De repente, Pranavananda pára de falar. Seus olhos quase se fecham. Sua respiração torna-se agitada e estertorante. Imagino que vai ter um ataque. Mas não, logo ele se acalma e começa, através de estágios tranqüilos, a entrar em transe. Seu corpo mantém-se sereno e imóvel, a não ser pelo ligeiro movimento de erguer e baixar os ombros que acompanha a respiração.
Então dou-me conta de que uma modificação vital se operou na atmosfera. A misteriosa quietude que anuncia a chegada de um estado mais elevado de consciência ou de um ser superior invade o ar. Percebo de pronto que algo importante aconteceu, de modo que faço uma meia volta a fim de olhar de frente o Togue, sento-me no chão; tranco as pernas em postura de meditação e tento ajustar-me mentalmente àquilo que estava por vir.

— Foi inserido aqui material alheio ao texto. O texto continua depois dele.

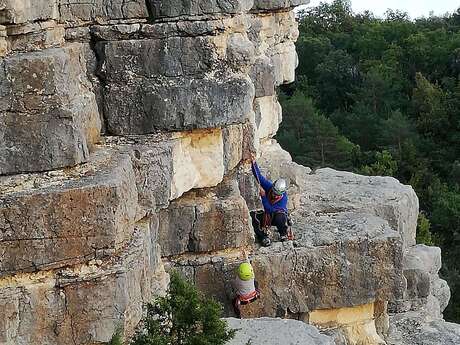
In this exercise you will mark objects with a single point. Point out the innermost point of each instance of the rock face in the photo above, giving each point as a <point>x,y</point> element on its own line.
<point>126,129</point>
<point>265,331</point>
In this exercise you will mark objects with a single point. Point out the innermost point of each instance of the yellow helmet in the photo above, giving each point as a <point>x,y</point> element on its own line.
<point>245,271</point>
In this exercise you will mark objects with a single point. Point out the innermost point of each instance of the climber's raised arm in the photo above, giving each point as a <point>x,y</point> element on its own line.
<point>265,183</point>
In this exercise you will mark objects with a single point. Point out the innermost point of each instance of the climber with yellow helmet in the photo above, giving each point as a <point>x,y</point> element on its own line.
<point>245,286</point>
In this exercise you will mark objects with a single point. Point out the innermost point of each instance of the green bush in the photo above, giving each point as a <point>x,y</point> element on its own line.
<point>183,317</point>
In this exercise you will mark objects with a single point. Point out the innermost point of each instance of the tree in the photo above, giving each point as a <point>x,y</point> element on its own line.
<point>311,137</point>
<point>396,130</point>
<point>428,107</point>
<point>384,165</point>
<point>183,317</point>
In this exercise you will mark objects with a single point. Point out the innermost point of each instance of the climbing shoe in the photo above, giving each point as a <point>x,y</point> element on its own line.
<point>266,242</point>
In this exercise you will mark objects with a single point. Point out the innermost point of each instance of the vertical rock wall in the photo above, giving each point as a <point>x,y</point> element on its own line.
<point>125,133</point>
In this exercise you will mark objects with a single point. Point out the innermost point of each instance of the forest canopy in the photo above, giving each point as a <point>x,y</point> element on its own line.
<point>381,96</point>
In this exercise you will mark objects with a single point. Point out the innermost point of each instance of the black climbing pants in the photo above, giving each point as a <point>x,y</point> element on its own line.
<point>278,219</point>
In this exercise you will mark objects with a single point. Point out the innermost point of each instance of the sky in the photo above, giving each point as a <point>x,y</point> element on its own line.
<point>415,8</point>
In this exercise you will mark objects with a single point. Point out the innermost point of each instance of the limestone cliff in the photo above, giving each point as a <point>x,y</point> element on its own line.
<point>125,132</point>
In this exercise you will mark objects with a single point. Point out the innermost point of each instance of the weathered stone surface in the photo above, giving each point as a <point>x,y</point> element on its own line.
<point>357,324</point>
<point>48,113</point>
<point>328,191</point>
<point>35,36</point>
<point>232,137</point>
<point>274,37</point>
<point>168,165</point>
<point>339,260</point>
<point>147,106</point>
<point>83,304</point>
<point>22,11</point>
<point>55,219</point>
<point>206,220</point>
<point>411,329</point>
<point>76,12</point>
<point>3,43</point>
<point>268,115</point>
<point>262,74</point>
<point>265,331</point>
<point>278,4</point>
<point>179,8</point>
<point>425,292</point>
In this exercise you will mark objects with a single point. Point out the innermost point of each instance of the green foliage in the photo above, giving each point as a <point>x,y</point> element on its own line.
<point>311,137</point>
<point>382,97</point>
<point>183,317</point>
<point>384,165</point>
<point>423,231</point>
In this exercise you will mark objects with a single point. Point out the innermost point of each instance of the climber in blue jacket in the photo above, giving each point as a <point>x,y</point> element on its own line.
<point>274,199</point>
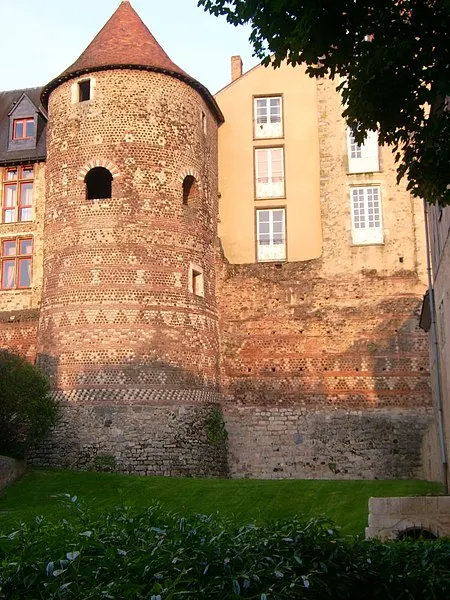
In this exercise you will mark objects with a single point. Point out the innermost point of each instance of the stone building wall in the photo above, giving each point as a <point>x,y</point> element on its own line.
<point>145,440</point>
<point>391,518</point>
<point>18,332</point>
<point>323,377</point>
<point>324,368</point>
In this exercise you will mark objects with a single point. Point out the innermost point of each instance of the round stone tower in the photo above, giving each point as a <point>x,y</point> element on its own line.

Perante o olho interior, a imaginação, a epífise — o nome pouco me importa — fulgura um rosto de homem, barbado, usando óculos e com um nariz largo. Um sorriso amigo lhe baila nos lábios. Recebo um olhar penetrante e, logo depois, uma mensagem.
Compreendo.
É o Swami Jnanananda. Usando dos poderes misteriosos que têm os homens da sua classe, ele projetou sua mente, sua alma, seu corpo sutil — uma vez mais o nome pouco me importa — sobre seu discípulo e eclipsou-o. No momento, os dois são espiritualmente unos, seus corações se mesclam. Este processo de autotransferência poderá surpreender o mundo, mas significa, em menor escala, a mesma coisa que Jesus quis dizer ao proclamar: — Eu e meu Pai somos um só. — Este é o verdadeiro significado da condição de discípulo, seu segredo mais íntimo. Não é à toa que as tradições yogues da índia declaram que render-se ao Mestre é uma condição essencial, mas os tolos sempre puseram esta verdade no plano material e não conseguiram compreendê-la. Tudo aquilo que um verdadeiro Mestre exige do seu discípulo é uma íntima identificação consigo e não a entrega de bens materiais. Esta última é a marca registrada da charlatanice. A primeira é o atalho que elimina todas as longas e laboriosas disciplinas impostas por caminhos diferentes.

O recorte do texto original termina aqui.